В
лесу становилось все темнее, высокие строгие ели стояли, не двигаясь, в
молчаливом оцепенении смотрели осуждающе и надменно. Из старого черного дупла, на
мохнатую ветку выпрыгнула юркая белка, но не стала грызть орешки, а села на
задние лапки и, уставилась своими карими глазами, в которых переливались
негодование и презрение. Где-то заухал филин, наполняя сумеречный лес жутким
стоном и надрывным плачем. За каждым деревом начали просыпаться лесные
чудовища, протирать глаза корявыми лапами и наблюдать сверкающими в темноте зрачками.
Сумерки сгущались, тропа, и так, чуть заметная среди корней деревьев,
засыпанных толстым слоем опавшей хвои, стала едва различима. Боясь, что
заблудится и останется в этом страшном лесу, замотанная в большую черную шаль,
женщина посмотрела схему, нарисованную на листке бумаги, нашла глазами ориентир
– сожженное грозой и расколотое напополам сухое дерево и, ускоряя шаг, направилась
вглубь чащи.
От сухого дерева, она прошла метров
пятьдесят и лес начал редеть.
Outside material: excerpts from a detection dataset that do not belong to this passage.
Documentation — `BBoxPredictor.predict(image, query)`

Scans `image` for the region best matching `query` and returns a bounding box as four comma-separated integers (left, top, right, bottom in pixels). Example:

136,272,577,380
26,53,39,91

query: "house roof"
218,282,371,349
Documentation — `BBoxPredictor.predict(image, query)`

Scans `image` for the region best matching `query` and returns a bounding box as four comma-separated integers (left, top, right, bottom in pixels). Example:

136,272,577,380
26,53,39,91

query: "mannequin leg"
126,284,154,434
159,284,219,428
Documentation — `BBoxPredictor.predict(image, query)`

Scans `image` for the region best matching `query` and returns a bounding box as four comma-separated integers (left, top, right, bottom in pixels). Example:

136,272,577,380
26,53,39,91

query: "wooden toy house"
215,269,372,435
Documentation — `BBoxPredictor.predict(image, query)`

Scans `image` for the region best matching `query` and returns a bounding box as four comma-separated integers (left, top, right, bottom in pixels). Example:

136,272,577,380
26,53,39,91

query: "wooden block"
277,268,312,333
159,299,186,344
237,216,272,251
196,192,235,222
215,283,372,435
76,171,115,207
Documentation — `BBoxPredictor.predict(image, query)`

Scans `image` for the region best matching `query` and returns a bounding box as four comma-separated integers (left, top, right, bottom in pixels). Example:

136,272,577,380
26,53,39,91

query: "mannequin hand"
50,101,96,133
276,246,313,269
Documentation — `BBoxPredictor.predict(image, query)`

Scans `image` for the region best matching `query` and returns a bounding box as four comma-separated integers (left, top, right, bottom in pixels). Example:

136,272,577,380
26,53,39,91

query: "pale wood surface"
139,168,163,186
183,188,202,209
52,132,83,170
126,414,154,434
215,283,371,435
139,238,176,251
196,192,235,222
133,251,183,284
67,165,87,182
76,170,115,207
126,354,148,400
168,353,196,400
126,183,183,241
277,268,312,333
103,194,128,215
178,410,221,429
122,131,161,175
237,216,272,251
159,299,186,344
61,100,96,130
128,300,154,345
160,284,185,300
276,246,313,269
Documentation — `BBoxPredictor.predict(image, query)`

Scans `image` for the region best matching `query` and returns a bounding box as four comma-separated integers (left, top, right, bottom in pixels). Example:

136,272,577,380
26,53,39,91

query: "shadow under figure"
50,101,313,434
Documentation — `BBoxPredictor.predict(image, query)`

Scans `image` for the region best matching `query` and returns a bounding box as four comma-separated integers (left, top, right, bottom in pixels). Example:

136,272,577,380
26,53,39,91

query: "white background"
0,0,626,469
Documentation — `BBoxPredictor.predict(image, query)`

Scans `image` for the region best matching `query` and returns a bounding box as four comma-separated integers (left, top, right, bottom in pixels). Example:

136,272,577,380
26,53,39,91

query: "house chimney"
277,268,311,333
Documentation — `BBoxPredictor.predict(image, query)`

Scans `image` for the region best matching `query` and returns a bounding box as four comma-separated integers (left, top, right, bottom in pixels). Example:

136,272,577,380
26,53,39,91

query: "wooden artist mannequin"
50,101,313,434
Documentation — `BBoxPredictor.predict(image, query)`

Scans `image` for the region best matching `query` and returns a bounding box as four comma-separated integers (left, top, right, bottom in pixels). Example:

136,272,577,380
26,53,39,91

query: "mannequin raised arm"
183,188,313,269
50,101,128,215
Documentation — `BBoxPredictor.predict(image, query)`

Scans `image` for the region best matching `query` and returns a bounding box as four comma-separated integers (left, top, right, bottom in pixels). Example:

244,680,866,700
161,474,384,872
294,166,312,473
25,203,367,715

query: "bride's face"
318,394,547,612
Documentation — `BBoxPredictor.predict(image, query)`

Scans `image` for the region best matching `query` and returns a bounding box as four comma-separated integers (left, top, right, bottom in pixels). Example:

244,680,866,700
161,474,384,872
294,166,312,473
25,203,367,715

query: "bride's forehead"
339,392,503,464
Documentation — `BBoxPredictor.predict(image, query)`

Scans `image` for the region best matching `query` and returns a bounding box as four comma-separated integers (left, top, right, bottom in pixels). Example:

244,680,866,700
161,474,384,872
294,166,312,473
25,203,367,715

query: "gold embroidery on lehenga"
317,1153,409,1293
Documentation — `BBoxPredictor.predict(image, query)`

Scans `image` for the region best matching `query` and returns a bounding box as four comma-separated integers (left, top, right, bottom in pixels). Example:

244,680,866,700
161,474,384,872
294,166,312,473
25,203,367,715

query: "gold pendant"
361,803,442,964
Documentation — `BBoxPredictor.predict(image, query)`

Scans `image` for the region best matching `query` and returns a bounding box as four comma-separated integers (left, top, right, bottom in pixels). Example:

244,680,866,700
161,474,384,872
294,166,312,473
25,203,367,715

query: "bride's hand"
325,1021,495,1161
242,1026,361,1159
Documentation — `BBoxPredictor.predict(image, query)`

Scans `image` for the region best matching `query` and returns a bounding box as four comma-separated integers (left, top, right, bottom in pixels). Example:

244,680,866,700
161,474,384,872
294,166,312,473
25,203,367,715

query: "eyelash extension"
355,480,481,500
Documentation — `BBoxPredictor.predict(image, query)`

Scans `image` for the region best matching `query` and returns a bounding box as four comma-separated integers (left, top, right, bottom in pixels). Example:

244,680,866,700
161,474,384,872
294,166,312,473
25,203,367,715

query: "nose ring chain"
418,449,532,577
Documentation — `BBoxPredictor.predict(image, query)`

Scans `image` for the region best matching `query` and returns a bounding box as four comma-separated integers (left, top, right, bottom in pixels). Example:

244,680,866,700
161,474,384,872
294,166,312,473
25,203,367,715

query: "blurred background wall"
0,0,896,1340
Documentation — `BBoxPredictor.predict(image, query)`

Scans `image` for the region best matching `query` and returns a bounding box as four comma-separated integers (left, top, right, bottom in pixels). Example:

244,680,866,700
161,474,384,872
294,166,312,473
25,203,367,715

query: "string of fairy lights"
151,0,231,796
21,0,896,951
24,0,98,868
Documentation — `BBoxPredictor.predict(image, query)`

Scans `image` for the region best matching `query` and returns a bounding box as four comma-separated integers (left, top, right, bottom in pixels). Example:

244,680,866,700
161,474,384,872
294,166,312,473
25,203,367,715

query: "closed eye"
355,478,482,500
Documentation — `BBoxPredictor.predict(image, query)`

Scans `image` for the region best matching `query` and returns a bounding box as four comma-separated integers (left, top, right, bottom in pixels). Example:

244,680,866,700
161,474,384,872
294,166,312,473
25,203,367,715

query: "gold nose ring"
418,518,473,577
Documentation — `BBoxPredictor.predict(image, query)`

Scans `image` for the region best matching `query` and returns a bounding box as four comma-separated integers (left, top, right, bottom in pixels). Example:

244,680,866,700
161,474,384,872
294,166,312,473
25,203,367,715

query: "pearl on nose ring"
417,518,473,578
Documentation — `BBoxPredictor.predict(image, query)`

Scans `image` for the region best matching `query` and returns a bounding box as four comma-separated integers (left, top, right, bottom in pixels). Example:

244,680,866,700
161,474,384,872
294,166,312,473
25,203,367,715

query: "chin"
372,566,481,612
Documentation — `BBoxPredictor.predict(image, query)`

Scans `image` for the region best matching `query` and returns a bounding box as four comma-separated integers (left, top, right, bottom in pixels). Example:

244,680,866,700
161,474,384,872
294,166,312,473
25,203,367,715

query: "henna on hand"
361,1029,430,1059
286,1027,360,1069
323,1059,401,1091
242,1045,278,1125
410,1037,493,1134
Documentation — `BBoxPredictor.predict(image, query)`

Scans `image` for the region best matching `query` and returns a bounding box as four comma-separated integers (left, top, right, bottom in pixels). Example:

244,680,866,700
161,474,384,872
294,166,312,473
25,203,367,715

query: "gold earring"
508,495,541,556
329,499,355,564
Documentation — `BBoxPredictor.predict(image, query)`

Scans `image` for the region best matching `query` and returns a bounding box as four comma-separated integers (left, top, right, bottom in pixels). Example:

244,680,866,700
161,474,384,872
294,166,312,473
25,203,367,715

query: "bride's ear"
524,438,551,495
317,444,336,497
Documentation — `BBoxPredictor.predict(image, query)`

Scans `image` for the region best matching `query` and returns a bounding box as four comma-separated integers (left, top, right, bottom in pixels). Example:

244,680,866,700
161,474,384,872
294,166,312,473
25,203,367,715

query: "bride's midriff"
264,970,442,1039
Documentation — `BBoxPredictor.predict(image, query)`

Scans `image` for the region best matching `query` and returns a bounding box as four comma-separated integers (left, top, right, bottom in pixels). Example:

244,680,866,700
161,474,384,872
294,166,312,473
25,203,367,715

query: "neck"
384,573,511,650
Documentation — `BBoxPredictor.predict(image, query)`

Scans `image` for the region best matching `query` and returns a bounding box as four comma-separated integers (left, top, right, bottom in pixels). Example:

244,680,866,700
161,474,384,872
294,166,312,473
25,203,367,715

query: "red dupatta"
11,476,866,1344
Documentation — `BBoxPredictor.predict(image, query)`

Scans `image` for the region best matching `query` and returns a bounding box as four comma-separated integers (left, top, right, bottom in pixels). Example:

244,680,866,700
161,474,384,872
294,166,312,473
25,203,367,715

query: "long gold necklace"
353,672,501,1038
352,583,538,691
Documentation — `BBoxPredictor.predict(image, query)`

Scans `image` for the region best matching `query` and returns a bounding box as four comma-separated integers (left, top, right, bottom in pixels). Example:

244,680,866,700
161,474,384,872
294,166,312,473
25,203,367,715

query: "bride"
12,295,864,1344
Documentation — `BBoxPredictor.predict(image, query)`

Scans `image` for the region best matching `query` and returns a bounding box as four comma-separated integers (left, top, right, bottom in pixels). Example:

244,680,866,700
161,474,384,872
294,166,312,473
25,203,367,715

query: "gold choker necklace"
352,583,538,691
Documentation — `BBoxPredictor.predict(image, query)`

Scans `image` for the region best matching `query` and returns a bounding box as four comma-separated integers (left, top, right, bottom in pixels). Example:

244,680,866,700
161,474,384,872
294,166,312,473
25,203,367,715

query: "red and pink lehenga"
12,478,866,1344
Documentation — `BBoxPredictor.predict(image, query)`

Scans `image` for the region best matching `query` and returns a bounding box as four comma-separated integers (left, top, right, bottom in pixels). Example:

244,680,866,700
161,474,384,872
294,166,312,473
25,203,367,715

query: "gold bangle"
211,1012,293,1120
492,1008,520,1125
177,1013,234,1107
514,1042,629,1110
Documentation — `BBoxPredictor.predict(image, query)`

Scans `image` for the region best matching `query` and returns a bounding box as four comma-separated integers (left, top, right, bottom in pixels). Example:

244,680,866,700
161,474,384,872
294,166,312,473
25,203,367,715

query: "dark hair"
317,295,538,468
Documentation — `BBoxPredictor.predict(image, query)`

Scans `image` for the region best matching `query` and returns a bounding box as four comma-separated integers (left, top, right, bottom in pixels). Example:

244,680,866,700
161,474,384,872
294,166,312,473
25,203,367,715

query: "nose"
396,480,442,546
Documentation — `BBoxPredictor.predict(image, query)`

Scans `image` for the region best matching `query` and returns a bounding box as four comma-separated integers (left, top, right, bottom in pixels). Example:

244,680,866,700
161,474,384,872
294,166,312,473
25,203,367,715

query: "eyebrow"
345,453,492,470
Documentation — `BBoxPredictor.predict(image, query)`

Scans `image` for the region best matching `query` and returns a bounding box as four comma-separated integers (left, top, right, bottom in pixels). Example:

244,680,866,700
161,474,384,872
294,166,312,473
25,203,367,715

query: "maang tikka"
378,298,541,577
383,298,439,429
С трудом пробираясь сквозь молодой и очень густой
березняк, женщина одной рукой отводила упругие шершавые деревца, хлеставшие ее
по лицу, а другой, постоянно поправляла цепляющуюся за ветки и сползающую на
плечи шаль. Внутри ее все сжималось от страха, но какая-то неведомая сила
толкала вперед и упрямо твердила на ухо: «Иди и не бойся». И она шла, защищая
лицо от хлестких ударов, запинаясь за корни, проваливаясь между кочек, обдирая
руки у колючих кустов боярышника.
Избушка появилась перед ней внезапно и
резко. Женщина испугалась и чуть не вскрикнула, но, вовремя успела закрыть
шалью рот, в страхе, что ее крик разнесется по лесу чудовищным многоголосьем и
разбудит все самое страшное и злобное, уснувшее под корягами и по дальним
рямам.
Собрав все мужество, она протянула руку к гладкой,
позеленевшей от времени ручке, в
последний момент, хотела отдернуть ее и развернуться, но, неведомая сила опять
зашипела совсем рядом: «Иди, иди и не бойся». Ведомая злобной жутью, чувствуя
себя как в страшном сне, она дернула ручку на себя, дверь открылась и она
вошла. Голова закружилась от спертого воздуха, перемешанного с настоями трав и
горечью полыни. Постояв минуту, она
пришла в себя и осмотрелась.
Перед ней на середине избушки, за грубо
сколоченным деревянным столом, сидел старый седой дед. Из-под белых, нависших
бровей, смотрели на нее два иссиня-черных глаза долгим и испытывающим взглядом.
Позади него, на шесте горела лучина, а на столе светилась зажженная свеча.